Once again you get dinner and all I get is semen on my leg
Just did a shot to pluto being a planet again. I love science.
Just did lines off a tackle box. Love Montana.
I drank myself into bisexuality again.
I take that as "no I'm not driving you to the bar in a blizzard"
The Deck is crawling with Cougars. Sound the irresponsibility alarm and come drink with me on a Tuesday night.
Here's a tip. Don't party with someone that needs sexual attention. Drinking and sexual attention don't mesh well in the morning. Especially over a bowl of Cheerios.

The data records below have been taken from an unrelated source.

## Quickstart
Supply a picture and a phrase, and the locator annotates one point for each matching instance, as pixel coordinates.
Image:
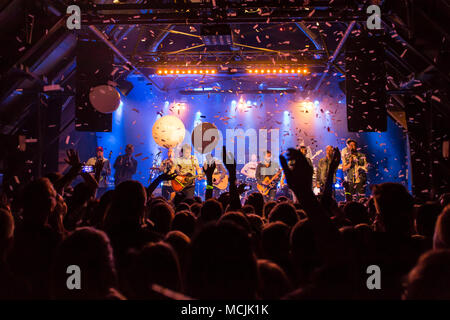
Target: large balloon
(168, 131)
(104, 98)
(205, 137)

CONGRATULATIONS! You have won: pictures of my nipples!
i have never been so sexually frustrated as I am right now. I feel like dying...is death an option?
I just came so hard my vision went blurry. I can only hope one day I'll find a man that can accomplish what my left hand does on a tri-daily basis.
you bit my nipple really hard and then looked at me and said 'i feel responsible for the state of your nipples'
Please don't think I'm weird for texting you this at 12:08 am but I just found another picture on the Internet where I think you can see his dick through whatever he's wearing
She took me to ER. She says thought it was a squirtgun filled with vodka and she was 'marking me for later.' Thank god it's a flesh wound, and we're cool and going to date.
gtg, the cops are here
He pulled out the guitar, sat in tub, and took requests while she puked her brains out in the toilet. I think he loves her.
My dog just blew me a kiss. First of all I'm stoned and second of all he's a pitbull. Those aren't sexual dogs. So wtf.